Ekspresi Count Shurtol mengeras saat dia mengingat masalah mendesak yang dia lupakan sejak pembantaian itu. Keputusan keluarga kerajaan untuk mendirikan garis pertahanan mereka di selatan sungai berarti bahwa mereka sebenarnya telah meninggalkan enam belas provinsi dan wilayah di utara. Sama seperti penguasa utara telah memunggungi Kastil Musim Dingin, begitu pula keluarga kerajaan membuang utara.
Hanya masa depan yang mengerikan yang tersisa untuk alam utara, masa depan gerombolan monster yang mengalir melalui celah yang tidak lagi dikendalikan oleh Kastil Musim Dingin.

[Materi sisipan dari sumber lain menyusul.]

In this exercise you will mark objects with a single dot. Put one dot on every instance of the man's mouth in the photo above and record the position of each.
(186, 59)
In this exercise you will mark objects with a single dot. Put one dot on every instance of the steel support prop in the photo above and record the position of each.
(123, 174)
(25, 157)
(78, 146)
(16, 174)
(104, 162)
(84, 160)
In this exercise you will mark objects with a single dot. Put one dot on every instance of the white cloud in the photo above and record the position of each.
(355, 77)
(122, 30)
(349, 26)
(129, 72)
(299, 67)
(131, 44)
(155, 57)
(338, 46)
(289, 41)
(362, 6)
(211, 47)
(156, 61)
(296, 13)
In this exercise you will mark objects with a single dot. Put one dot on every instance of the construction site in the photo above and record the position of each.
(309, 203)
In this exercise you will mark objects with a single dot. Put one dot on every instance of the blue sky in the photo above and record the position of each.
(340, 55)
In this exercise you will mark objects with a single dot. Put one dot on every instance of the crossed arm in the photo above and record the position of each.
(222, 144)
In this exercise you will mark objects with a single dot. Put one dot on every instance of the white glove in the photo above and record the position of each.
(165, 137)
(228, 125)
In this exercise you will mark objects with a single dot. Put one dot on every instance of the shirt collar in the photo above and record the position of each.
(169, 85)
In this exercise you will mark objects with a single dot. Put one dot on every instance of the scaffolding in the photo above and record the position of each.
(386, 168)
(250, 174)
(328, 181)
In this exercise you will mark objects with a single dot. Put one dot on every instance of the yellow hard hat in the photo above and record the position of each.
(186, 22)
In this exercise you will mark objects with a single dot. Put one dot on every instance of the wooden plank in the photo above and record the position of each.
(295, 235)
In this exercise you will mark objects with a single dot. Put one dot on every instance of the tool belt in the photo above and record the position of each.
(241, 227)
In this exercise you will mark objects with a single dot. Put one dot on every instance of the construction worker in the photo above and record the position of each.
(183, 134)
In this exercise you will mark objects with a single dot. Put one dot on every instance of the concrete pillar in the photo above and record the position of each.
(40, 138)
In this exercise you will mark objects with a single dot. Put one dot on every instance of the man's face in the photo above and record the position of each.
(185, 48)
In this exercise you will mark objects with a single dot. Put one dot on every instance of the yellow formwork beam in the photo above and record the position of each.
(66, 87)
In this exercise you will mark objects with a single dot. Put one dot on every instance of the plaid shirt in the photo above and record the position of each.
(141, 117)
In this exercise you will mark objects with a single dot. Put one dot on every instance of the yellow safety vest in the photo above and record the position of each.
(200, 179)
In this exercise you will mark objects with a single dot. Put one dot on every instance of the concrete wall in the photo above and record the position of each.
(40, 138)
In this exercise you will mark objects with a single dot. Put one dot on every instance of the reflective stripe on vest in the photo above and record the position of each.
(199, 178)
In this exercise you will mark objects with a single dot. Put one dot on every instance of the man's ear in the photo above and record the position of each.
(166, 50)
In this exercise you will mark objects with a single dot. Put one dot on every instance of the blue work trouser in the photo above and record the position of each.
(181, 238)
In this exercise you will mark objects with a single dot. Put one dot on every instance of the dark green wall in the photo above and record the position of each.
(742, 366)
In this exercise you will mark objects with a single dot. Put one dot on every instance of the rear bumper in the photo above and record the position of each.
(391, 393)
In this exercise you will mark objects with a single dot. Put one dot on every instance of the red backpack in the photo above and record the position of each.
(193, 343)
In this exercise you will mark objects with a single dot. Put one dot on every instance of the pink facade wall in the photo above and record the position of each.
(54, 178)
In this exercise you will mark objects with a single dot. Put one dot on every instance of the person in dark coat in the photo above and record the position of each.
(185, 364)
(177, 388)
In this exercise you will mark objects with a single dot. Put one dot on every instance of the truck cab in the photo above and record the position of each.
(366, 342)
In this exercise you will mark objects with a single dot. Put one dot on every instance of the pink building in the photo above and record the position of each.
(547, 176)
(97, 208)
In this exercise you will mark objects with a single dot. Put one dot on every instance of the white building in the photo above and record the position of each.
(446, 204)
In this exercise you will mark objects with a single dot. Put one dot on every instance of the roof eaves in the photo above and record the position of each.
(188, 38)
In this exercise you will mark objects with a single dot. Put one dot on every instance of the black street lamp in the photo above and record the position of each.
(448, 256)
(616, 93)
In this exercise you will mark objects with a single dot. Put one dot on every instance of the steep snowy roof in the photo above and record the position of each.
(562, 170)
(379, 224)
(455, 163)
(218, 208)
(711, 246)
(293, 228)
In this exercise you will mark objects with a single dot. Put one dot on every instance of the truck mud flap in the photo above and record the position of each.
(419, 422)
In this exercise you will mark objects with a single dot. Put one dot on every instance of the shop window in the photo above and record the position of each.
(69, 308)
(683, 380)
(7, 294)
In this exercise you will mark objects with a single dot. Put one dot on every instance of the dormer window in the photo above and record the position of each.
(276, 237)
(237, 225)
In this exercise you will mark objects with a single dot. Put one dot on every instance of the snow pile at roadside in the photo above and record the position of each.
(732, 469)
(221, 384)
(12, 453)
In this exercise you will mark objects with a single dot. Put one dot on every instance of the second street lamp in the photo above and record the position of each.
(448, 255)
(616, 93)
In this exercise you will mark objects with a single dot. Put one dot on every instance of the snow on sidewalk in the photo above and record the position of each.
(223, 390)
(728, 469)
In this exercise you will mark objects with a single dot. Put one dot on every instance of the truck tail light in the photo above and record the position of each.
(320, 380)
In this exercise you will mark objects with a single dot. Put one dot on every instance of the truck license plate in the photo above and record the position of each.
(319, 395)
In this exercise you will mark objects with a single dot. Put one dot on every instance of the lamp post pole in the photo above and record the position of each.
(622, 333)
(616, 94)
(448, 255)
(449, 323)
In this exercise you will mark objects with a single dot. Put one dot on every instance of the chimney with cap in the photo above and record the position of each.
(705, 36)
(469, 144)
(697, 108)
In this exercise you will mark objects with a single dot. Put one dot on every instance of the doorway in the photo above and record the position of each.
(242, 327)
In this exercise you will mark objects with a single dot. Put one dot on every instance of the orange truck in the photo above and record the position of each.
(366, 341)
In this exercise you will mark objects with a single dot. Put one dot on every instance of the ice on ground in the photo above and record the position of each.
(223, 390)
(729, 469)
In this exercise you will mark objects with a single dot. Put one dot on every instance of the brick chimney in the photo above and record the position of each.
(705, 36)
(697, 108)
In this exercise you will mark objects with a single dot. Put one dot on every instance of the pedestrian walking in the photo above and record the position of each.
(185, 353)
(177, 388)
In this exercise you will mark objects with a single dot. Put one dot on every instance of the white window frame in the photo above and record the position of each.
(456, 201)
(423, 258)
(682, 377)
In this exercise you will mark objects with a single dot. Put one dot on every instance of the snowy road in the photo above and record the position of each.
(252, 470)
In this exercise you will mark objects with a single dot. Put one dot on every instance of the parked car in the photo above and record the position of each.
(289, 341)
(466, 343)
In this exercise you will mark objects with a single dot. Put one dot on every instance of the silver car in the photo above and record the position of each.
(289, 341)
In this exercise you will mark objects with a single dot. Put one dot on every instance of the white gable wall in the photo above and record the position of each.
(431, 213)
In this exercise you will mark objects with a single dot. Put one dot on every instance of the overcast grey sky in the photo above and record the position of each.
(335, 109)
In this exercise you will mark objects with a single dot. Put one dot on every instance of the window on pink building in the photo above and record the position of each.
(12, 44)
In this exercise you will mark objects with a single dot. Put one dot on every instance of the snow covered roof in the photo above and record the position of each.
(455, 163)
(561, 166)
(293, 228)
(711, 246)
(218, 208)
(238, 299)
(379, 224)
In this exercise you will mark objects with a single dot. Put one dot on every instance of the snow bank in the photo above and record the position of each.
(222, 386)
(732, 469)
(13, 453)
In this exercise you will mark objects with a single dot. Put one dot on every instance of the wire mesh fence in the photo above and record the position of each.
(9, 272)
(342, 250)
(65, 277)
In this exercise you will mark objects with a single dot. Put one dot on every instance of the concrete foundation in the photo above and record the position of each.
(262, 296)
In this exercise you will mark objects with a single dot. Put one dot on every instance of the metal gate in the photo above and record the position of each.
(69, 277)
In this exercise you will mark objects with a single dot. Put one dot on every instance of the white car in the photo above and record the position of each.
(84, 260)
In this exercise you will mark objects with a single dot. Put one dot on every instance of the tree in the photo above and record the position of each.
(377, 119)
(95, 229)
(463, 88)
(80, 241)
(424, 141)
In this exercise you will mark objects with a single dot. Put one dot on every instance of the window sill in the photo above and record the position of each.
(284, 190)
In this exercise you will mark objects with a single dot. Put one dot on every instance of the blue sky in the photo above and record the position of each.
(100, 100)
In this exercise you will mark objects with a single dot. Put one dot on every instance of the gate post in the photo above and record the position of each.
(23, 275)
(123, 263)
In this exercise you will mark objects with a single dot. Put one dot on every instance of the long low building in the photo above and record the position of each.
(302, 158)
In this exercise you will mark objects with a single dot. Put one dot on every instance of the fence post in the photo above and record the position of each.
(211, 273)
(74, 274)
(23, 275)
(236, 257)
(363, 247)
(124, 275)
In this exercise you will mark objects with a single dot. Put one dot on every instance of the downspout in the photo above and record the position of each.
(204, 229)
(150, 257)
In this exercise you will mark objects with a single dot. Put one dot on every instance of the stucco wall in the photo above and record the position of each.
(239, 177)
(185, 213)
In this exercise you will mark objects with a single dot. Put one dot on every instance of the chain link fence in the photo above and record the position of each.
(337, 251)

“Aku tidak bermaksud meninggalkan utara ke kehancuran binatang buas,” lanjut Pangeran Pertama sambil menatap Count Shurtol. Kepala Adrian tertunduk, dan ekspresinya mengerikan untuk dilihat. “Aku akan tetap bersama Legiun Ketiga. Saya akan mulai dari sini, di gudang ini.”
Bentuk ucapan ini tidak cocok untuk seorang pangeran di kerajaan yang masih diperintah oleh ayahnya.
Tidak, pernyataan yang mengalir dari pikiran Adrian adalah pernyataan seorang raja.